Since the first test of an nuclear weapon in 1943 by the French Empire, no nuclear weapon has been used in warfare and the only detonation of an nuclear device is for peaceful testing. The only countries own, operate, and have the capacity to build an nuclear weapon is: the French Empire (1943), United States (1947), Japan (1952), China (1957), and Brazil (1962). Israel also manages and owns nuclear weapons, but can't build them, which is why they purchase them from the United States.


  • ICBM (Intercontinental Ballistic Missile) - An ICBM is an ballistic missile with a long range (greater than 5,500 km or 3,500 miles) typically designed for nuclear weapons delivery (delivering one or more nuclear warheads). Most modern designs support multiple independently targetable reentry vehicles (MIRVs), allowing a single missile to carry several warheads, each of which can strike a different target.
  • MRBM (Medium Range Ballistic Missile) - An MRBM is a type of ballistic missile with medium range, this last classification depending on the standards of certain organizations. Within the U.S. Department of Defense, a medium range missile is defined by having a maximum range of between 1,000 and 3,000 km1. In modern terminology, MRBMs are part of the wider grouping of theatre ballistic missiles, which includes any ballistic missile with a range of less than 3,500 km.
  • SRBM (Short-Range Ballistic Missile) - An SRBM with a range of about 1,000 km or less. They are usually capable of carrying nuclear weapons. In potential regional conflicts, these missiles would be used because of the short distances between some countries and their relative low cost and ease of configuration. In modern terminology, SRBMs are part of the wider grouping of theatre ballistic missiles, which includes any ballistic missile with a range of less than 3,500 km.

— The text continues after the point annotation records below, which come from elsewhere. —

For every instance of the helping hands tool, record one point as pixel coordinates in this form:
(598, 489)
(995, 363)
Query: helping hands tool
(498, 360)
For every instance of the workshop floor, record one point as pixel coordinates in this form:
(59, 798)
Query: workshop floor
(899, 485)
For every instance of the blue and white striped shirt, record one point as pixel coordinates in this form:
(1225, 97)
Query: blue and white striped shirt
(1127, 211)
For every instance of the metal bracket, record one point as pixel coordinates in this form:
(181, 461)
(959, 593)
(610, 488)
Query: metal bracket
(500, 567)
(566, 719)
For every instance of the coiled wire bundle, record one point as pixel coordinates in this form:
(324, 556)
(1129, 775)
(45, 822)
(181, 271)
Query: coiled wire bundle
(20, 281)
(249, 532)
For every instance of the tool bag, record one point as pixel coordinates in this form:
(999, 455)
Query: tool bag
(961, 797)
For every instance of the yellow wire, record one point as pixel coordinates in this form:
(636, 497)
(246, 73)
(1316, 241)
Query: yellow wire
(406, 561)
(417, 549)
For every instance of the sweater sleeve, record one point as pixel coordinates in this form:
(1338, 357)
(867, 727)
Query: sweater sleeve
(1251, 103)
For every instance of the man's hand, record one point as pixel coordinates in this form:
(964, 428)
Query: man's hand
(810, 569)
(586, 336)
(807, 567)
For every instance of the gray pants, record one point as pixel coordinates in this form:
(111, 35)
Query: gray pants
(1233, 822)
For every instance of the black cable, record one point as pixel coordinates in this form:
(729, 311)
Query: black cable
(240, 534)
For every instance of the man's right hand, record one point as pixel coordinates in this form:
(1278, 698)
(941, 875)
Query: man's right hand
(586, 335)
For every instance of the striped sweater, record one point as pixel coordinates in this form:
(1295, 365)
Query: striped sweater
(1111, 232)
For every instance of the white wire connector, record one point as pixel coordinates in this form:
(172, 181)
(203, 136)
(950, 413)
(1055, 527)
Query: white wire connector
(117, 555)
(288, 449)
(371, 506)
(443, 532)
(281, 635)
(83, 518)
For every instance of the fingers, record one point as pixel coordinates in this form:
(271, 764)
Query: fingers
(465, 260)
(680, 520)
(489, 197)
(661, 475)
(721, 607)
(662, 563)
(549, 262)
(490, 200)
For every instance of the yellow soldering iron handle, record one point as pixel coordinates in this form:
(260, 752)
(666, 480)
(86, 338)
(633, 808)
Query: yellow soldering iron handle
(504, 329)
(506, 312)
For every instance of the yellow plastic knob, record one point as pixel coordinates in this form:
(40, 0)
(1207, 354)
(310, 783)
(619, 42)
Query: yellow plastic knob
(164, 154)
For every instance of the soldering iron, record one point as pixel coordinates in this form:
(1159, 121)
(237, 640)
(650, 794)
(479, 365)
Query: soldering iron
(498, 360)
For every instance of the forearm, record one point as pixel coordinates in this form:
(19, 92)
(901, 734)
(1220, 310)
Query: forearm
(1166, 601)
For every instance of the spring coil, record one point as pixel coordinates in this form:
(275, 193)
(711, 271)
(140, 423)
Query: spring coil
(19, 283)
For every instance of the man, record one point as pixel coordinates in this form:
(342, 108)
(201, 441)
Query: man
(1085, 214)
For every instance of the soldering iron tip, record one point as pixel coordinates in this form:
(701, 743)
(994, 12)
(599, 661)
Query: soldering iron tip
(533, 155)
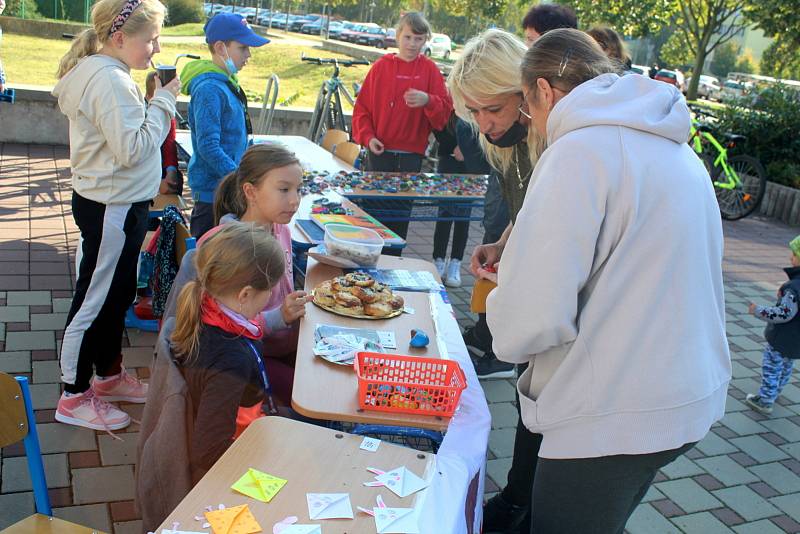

  • Chemical weapons have long been an weapon of choice during the early 20th Century and were used by the French Empire to quell uprisings in former Western Russia and Prussia during the early 1900s. Under Paris Convention, all chemical weapons are to be disposed off, and the factories dismantled or destroyed. The United Nations has reported that Nigeria and South Africa still possess and manafactures chemical weapons, leading to economic sanctions.


  • Biological warfare (also known as germ warfare) is the use of biological toxins or infectious agents such as bacteria, viruses, and fungi with intent to kill or incapacitate humans, animals or plants as an act of war. Biological weapons (often termed "bio-weapons" or "bio-agents") are living organisms or replicating entities (viruses) that reproduce or replicate within their host victims. Entomological (insect) warfare is also considered a type of biological warfare. Biological weapons.


  • A radiological weapon or radiological dispersion device (RDD) is any weapon that is designed to spread radioactive material with the intent to kill, and cause disruption upon a city or nation. One version, known as a dirty bomb, is not a true nuclear weapon and does not yield the same explosive power. It uses conventional explosives to spread radioactive material, most commonly the spent fuels from nuclear power plants or radioactive medical waste. Another version is the salted bomb, a true nuclear weapon designed to produce larger amounts of nuclear fallout than a regular nuclear weapon.